Monti arruolato e subito congedato

All’indomani del vertice di Bruxelles, dipinto dalla stampa italiana come una vittoria personale di Mario Monti sulla Merkel, Massimo D’Alema e Pierferdinando Casini si sono affrettanti ad arruolare d’ufficio l’attuale premier nel centrosinistra di governo della futura legislatura. Ma, a distanza solo di un paio di giorni ed alla vigilia dell’avvio della fase dei tagli della spesa pubblica che dovrebbero scongiurare l’aumento dell’Iva previsto per settembre, Stefano Fassina, responsabile economico del Pd e braccio destro di Pierluigi Bersani, si è affrettato ad annunciare il congedo illimitato per lo stesso Monti, definendo il suo esecutivo “un governo autistico”. Ed i sindacati, con in testa il segretario della Cisl Raffaele Bonanni, cattolico e fautore insieme a Casini della necessità di un grande centro alleato con la sinistra, ha subito annunciato la mobilitazione in difesa degli statali minacciati dai tagli governativi.

L’arruolamento di Monti nel momento di una euforia in gran parte provocata dal vizio nazionale della retorica e dal conformismo ed il suo congedo immediato nel momento in cui il governo deve incominciare ad affrontare il problema del taglio della spesa pubblica, sono il segno della confusione totale in cui versa il paese. Abbiamo un governo formato da burocrati e tecnici di cultura dirigista keynesiana e post-comunista che però è costretto dalla crisi a portare avanti un programma rigidamente liberale come quello della revisione e correzione dello stato burocratico-assistenziale. Abbiamo il blocco statalista della maggioranza, quello formato da Udc e Pd, che non può fare a meno di continuare a sostenere il governo della defenestrazione dell’odiato Berlusconi, ma che non può assistere passivamente all’attacco della propria base sociale ed elettorale da parte di un esecutivo liberale suo malgrado. 

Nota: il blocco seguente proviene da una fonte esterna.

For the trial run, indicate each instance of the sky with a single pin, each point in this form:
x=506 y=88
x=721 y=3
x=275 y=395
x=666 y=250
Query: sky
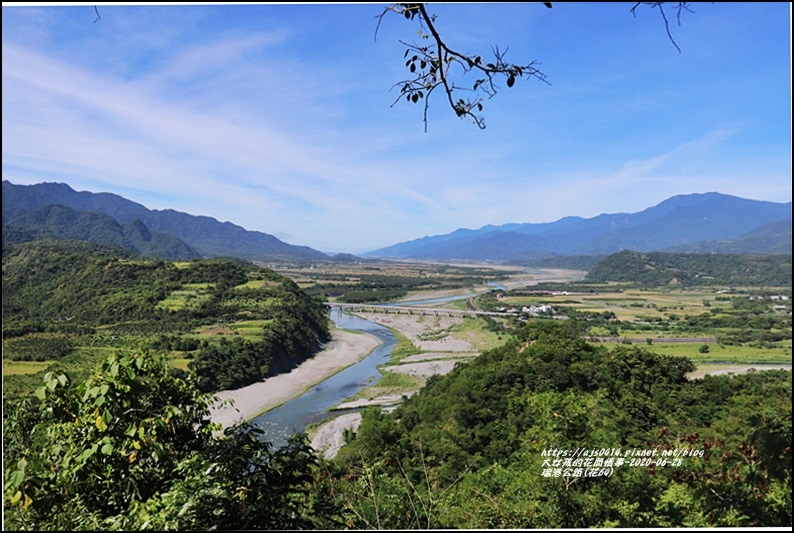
x=285 y=118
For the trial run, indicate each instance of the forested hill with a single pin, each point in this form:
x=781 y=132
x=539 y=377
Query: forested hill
x=63 y=223
x=235 y=321
x=654 y=269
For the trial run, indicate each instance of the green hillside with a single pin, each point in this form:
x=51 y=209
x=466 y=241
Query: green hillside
x=549 y=431
x=232 y=322
x=655 y=269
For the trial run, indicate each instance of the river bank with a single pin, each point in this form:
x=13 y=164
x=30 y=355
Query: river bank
x=345 y=349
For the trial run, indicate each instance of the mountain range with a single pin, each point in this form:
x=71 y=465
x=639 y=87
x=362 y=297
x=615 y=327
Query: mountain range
x=28 y=213
x=696 y=223
x=705 y=223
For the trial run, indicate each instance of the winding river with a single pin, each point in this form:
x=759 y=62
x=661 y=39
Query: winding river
x=313 y=406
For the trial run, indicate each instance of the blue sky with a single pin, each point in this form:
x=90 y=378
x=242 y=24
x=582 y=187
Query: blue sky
x=279 y=118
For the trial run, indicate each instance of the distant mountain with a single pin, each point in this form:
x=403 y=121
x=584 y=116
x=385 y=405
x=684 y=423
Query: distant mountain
x=702 y=222
x=774 y=238
x=205 y=235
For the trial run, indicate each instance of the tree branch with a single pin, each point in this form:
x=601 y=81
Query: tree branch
x=432 y=67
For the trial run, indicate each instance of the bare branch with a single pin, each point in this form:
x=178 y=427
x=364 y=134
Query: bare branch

Abbiamo un blocco liberale di centro destra che invece di fare fronte comune per condizionale le scelte liberali fatte dai dirigenti, si frantuma in mille rivoli tra chi si rifugia nel localismo sterile, chi nella protesta inutile, chi nel qualunquismo becero e chi si lascia tentare dal diventare, per opportunismo personale, i sostenitori dei dirigisti costretti dalla crisi ad indossare i panni dei liberali.

Mario Monti ha il difficile ed amaro compito di barcamenarsi tra queste contraddizioni.

Senza mai dimenticare di rispettare la linea di fondo indicata da una Europa che ha posto il rigore nella revisione dello stato sociale come condizione prioritaria della propria sopravvivenza.

Il dilemma, visto che l’ipotesi di elezioni anticipate ad ottobre è ormai tramontata e che la legislatura è destinata ad arrivare alla sua scadenza naturale, non è più se Monti riuscirà a giungere indenne al traguardo dell’aprile del prossimo anno. È, al contrario, se i due blocchi sociali riusciranno ad uscire dalla confusione in cui si trovano e sapranno presentarsi uniti e portatori di una proposta seria e comprensibile all’opinione pubblica del paese nel momento della verifica elettorale.

Monti non potrà barcamenarsi in eterno. Potrà forse farlo fino alla primavera del 2013. Ma da quella data in poi o ci sarà un chiarimento oppure bisognerà bisognerà prepararsi al peggio.